Nikeeta was a member of the Green Party in Syracuse, New York and had been a member of the now disbanded International Socialist Organization. Before she completed her apprenticeship to become a union millwright, Nikeeta had been an organizer at the Workers Center of Central New York. She was on the staff of Howie’s 2014 campaign for Governor of New York and was an advisor to our 2020 presidential campaign on policing and racial justice issues.

Nikeeta was a leader in Black Lives Matter Syracuse. Here is an interview Howie did with her after a BLM-Syracuse demonstration on June 6 last year. Angela and Howie had Nikeeta on their weekly livestream in December to talk about organizing.

Nikeeta was co-host of the podcast Queer Women of Color (QueerWOC), which is one of Angela’s favorites. The humor and brilliance she shared from the podcast and her voice and repartee with her co-host, Dr. Money, are really going to be missed.

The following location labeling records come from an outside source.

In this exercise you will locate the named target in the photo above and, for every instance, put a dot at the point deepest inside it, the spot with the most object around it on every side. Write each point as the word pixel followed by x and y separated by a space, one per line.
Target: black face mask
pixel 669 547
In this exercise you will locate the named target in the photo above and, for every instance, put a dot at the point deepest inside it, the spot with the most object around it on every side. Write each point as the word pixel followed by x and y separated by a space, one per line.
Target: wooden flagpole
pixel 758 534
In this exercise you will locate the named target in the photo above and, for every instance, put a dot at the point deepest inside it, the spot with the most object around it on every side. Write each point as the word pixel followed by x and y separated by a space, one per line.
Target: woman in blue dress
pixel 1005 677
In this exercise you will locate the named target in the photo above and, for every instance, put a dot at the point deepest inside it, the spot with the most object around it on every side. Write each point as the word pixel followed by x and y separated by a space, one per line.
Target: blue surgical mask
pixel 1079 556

Nikeeta was the most well-read and informed member of her generation of activists we have met. Howie had many discussions with Nikeeta about organizing and social theory. Among favorite books they often referred back to in those discussions were Robert L. Allen’s Black Awakening in Capitalist America (1969) and Mike Davis’ Prisoners of the American Dream: Politics and Economics in the History of the American Working Class (1986), books that too few current activists have read. Howie was delighted to have someone to talk with about them. He will miss Nikeeta as much for those conversations as for the consistent energy and commitment she brought to the movement.

Nikeeta contributed so much in her short life and had so much more to give. That is what she enjoyed doing. We are thankful for her blessing us with her contributions while she was here and so sad that she has departed.